Yes, there has always been and always will be a bright future for gardening as a lifestyle. It’s the only gardeners’ cocktail we need.
Top Bunch collard leaves can be used for making cabbage rolls and as a wrap for low-carb veggie ingredients or whatever type of filling suits your fancy. Top Bunch collards are the earliest maturing variety known, maturing in 50-70 days. Plants grow upwards, away from soil, and produce leaves that can measure more than 60 centimetres (24 inches) from bottom to upper tip (you can pick them earlier for smaller leaves).
The petioles or leaf stalks are long and substantial for easy bunching. The plants are highly uniform in size and shape. Bluish-green leaves thicken as they age and are slightly savoyed. Top Bunch collard leaves are rich in flavour and well suited to soups and recipes using rice.
Collards can be grown by direct seeding outdoors as a cut-and-come-again crop for use in salads when plants are just a few inches tall. Rake in some wood ashes to a prepared outdoor garden bed before setting out transplants.
Seedlings can be started in a moist starter mix inside the bottom half of an empty four-litre milk jug. Leave the top half with a hinged lid intact at the back as a cover. The jugs can then be placed in a cool greenhouse or cold frame, or be left outdoors in a sunny spot to germinate at will, according to weather.
Botanically, collards and kale are closely related. Both become rather bitter as their leaves age. However, collard leaves do become nicely tender and mild once cooked.
The word collard is derived from the old English term “colewort,” which may have been used to describe wild cabbage. Collards and many green leafy vegetables, especially those with crinkled leaves, are quite cool weather hardy.
Keep in mind these plants are often subject to attack by leaf-sucking pests such as flea beetles, aphids and worms emerging from eggs laid by cabbage moths. Pest control can prevent the plants from being lost to their adversaries. This can include hand picking caterpillars or spraying with BTK. You can also protect the tender seedlings by creating a pest barrier with lightweight, floating row cover material.
Top Bunch collard seeds are available for purchase from West Coast Seeds in Delta.

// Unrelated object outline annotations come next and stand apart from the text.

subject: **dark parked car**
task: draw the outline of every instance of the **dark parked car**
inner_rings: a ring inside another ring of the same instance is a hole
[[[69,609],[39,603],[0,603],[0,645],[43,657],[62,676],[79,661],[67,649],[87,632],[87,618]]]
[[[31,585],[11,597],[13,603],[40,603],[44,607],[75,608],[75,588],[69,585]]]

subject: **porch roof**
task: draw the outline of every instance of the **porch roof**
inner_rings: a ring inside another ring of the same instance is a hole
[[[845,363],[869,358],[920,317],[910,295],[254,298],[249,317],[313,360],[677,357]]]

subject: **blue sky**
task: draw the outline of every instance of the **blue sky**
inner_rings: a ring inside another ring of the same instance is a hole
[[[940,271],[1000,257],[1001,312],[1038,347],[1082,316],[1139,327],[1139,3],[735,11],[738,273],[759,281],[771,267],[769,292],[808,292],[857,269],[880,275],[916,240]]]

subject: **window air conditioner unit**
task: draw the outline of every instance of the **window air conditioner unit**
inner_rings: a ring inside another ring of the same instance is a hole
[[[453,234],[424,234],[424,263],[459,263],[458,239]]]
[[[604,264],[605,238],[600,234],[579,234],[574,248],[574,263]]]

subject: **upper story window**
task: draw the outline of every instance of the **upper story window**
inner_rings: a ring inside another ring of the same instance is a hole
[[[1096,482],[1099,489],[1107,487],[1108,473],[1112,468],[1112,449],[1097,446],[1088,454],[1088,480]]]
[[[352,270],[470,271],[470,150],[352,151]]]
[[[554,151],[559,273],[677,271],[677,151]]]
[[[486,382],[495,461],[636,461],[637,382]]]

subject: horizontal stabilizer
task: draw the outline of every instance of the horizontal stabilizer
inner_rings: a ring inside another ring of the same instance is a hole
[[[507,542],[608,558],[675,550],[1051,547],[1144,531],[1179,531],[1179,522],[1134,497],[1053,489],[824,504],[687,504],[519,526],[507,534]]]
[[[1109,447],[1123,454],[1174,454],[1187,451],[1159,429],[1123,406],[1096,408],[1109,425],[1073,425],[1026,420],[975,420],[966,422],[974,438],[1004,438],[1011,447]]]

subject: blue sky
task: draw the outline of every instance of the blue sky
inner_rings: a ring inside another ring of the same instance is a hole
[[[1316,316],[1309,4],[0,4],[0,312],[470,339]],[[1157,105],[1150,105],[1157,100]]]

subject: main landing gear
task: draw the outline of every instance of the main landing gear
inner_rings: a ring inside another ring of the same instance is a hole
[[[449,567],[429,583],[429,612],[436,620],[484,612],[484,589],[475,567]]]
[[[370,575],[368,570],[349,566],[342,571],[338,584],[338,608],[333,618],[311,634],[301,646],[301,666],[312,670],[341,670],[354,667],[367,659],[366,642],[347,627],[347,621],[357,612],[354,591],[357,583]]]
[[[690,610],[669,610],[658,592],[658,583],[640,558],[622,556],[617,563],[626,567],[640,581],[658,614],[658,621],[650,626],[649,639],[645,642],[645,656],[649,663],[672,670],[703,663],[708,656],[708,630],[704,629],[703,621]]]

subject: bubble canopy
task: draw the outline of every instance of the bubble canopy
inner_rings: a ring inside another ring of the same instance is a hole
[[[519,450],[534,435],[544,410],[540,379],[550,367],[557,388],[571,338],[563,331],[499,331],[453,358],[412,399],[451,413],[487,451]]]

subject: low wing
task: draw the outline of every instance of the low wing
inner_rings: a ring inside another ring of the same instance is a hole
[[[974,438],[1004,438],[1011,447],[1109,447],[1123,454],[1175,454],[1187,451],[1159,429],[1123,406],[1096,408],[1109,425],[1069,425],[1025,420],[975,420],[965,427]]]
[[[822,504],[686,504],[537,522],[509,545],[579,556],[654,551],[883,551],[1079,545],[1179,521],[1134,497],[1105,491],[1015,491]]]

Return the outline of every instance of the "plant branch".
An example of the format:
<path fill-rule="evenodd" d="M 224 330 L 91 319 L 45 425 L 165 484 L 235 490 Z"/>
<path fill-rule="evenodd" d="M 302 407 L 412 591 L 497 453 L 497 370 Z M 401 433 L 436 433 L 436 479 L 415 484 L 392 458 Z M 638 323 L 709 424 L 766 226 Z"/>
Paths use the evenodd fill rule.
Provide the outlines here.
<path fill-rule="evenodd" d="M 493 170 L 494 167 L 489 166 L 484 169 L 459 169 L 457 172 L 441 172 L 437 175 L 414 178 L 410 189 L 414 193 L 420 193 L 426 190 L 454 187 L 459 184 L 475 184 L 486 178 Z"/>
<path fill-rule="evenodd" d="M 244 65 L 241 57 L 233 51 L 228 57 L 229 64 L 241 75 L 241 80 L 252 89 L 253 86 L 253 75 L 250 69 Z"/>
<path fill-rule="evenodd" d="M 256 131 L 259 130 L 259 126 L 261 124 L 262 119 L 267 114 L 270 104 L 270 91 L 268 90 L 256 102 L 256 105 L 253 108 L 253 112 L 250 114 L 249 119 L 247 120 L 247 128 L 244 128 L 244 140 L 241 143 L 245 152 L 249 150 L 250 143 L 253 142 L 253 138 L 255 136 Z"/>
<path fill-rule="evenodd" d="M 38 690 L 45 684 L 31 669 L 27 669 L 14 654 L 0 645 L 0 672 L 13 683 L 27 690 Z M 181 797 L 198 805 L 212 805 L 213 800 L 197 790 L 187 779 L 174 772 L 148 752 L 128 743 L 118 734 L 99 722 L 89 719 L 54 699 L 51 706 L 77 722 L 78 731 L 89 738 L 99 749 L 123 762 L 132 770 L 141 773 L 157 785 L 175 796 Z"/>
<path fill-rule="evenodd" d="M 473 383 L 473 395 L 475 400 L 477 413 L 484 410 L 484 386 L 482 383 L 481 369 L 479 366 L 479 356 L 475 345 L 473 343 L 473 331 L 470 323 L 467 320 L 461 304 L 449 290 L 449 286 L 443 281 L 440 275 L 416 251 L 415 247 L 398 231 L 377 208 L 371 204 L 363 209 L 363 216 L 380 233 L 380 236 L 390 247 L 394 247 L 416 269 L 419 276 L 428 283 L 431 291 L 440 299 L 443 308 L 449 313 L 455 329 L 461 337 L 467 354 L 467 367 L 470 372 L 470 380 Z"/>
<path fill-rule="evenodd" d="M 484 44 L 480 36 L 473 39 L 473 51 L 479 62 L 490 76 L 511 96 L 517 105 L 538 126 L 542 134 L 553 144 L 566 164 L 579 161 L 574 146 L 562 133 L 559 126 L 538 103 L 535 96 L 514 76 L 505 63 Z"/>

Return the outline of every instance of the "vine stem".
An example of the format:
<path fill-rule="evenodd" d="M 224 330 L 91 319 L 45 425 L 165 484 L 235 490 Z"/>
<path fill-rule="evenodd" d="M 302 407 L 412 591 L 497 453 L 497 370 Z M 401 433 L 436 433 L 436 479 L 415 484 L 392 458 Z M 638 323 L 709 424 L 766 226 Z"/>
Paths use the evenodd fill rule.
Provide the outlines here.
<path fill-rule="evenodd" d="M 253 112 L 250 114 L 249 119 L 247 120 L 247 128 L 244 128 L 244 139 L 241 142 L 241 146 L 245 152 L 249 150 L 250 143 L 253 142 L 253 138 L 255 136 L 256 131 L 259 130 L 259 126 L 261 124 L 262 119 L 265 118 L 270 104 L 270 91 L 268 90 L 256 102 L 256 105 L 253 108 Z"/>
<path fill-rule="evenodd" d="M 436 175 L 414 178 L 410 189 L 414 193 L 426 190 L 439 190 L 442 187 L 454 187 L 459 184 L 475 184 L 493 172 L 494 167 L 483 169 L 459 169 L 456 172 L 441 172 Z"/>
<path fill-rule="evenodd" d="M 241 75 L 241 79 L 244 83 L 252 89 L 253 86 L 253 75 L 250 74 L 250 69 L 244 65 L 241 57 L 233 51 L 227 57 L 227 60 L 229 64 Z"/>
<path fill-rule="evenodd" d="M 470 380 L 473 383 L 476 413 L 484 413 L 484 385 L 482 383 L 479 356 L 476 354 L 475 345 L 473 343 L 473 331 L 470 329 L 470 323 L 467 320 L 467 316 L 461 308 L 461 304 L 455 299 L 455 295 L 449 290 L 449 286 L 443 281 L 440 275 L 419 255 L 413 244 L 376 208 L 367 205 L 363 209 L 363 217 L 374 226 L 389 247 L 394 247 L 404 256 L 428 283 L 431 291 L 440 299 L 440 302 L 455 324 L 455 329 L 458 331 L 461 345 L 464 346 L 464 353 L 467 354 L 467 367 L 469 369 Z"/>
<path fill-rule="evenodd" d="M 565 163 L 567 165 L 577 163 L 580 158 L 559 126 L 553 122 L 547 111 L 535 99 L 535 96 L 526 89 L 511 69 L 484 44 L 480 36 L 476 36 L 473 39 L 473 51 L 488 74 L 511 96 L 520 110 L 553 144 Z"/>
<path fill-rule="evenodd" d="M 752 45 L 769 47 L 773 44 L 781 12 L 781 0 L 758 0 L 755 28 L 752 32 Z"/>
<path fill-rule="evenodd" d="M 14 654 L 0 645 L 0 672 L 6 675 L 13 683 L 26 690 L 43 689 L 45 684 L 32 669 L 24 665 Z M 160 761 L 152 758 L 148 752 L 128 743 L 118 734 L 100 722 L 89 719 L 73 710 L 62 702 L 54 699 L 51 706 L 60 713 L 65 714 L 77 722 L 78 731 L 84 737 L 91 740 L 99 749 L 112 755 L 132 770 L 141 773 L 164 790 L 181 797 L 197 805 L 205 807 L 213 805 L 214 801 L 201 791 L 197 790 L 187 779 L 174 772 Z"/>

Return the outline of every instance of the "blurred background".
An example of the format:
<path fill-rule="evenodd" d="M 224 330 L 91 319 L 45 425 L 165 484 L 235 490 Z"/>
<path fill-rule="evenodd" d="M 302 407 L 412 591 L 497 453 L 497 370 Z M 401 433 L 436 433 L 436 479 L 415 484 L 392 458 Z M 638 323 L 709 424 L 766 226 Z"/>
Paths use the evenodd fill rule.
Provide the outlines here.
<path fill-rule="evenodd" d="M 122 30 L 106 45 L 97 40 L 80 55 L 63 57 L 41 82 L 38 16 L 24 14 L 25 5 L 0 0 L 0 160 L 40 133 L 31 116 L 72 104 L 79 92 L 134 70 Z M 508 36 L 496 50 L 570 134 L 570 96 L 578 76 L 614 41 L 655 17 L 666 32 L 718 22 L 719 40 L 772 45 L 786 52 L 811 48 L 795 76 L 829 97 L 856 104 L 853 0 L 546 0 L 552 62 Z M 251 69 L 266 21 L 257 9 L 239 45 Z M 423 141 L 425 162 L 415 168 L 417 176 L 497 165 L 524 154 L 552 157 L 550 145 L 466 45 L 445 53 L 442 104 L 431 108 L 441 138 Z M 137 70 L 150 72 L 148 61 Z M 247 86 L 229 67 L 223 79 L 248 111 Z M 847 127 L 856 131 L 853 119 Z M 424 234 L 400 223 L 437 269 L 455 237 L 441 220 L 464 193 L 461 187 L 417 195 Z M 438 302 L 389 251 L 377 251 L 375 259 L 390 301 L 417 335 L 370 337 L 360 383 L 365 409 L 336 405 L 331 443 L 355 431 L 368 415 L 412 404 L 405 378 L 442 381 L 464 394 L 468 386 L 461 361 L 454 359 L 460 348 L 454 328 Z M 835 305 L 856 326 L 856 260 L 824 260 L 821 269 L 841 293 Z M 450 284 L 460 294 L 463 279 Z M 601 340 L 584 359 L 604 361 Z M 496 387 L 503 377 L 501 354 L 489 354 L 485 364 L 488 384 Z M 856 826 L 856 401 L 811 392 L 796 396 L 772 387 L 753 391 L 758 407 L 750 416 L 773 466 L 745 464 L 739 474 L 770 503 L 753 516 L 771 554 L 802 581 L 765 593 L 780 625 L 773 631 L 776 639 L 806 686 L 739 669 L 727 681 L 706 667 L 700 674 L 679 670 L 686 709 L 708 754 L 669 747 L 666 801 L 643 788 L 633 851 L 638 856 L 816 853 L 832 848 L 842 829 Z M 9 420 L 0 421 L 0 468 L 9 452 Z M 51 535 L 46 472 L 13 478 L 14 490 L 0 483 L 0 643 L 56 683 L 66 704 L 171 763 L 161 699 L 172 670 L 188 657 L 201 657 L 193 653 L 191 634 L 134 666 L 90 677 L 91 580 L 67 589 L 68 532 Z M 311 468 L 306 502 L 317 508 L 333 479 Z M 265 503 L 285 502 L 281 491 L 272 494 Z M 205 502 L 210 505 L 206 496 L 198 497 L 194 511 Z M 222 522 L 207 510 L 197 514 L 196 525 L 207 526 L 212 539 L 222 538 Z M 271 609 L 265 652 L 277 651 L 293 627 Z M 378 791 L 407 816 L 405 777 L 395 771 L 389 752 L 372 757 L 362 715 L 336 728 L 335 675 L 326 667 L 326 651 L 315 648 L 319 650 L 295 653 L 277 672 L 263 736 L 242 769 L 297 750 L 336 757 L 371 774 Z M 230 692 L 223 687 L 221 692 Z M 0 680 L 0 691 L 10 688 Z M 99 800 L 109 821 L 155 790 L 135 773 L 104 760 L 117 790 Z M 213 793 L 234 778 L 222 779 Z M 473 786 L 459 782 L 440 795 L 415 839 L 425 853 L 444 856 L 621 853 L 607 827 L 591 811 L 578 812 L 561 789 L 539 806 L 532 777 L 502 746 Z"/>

B.C., 1-888-804-8820, [email protected], www.westcoastseeds.com. Ask about receiving a copy of their Help Repair the World Gardening Guide 2023.
Holubtsi – cabbage rolls
Used in the plural form, holubtsi is the Ukrainian name for stuffed cabbage rolls. (The literal translation is “little pigeons.”) Traditional Ukrainian Cookery says, “apart from being a popular family dish, it is also an essential item on the menu at all festive and community dinners.” It goes on to say more than one preparation of holubtsi may be served at the Christmas Eve supper.
Fillings for holubtsi vary but those made with rice or buckwheat are favourites. Tasty combinations that include cooked ground beef, various vegetables, mushrooms, rice and other ingredients seem to suggest the sky’s the limit.
However, research in my part of Canada tells me that fillings made with rice and minced onions gently fried in butter or oil plus various seasonings top the list as most preferred. Holubtsi stuffed with rice and cooked ground beef are a close second.
Traditional Ukrainian foodists say, “in summer, beet, lettuce or spinach leaves may take the place of cabbage. In grape-growing areas of Ukraine, the filling is often encased in grape leaves, however the practice is regional and not generally known to many Ukrainian cooks in areas where grapes aren’t grown.”
There’s so much more to write about in connection with Ukrainian recipes. I’ve only scratched the surface.
Canadian gardeners and cooks can consider growing collards this spring and using the leaves to make collard rolls. Another dish to consider is poached eggs over collard greens and raw shiitake mushrooms. It’s an excellent combination, both in flavour and nutrition.